A Soft-Robotic Approach to Anthropomorphic Robotic Hand Dexterity

Abstract

Soft robotics is quickly emerging in anthropomorphic robotic hand design, with innovative soft robot hands reported to achieve a remarkably large subset of human hand dexterity, despite their substantially lower mechanistic sophistication compared to conventional rigid or underactuated robotic hands. More interestingly, soft robot hands were most successful in reproducing object grasping, rather than in-hand manipulation tasks. Inspired by this notable advance, this paper investigated the soft robotic approach, on the influence of passive compliance to functional dexterity, offering insights to their efficacy and addressing the remaining gaps to fully replicating human hand dexterous motions. A novel soft robotic hand, BCL-26, with 26 independent degrees of freedom was then proposed, replicating the human hand model. The BCL-26 hand achieved full scores in different aspects of functional dexterity measures, on GRASP taxonomy, thumb dexterity, and in-hand manipulation.
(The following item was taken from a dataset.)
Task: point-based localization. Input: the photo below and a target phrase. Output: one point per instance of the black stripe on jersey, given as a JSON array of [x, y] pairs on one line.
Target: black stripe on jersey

Completed with proprietary actuation and control, the overall BCL-26 hand system facilitated further investigations from the influence of passive compliance achieving in-hand manipulation/writing, to fully independent control of all finger joints, and to metacarpal extension enabled by the soft robotic approach. The BCL-26 hand, as a new soft-robotic addition to mechanistically exact human hand replicas, had demonstrated the promising potentials of soft robotics, it also enabled investigating the dexterities of robotic and human hand.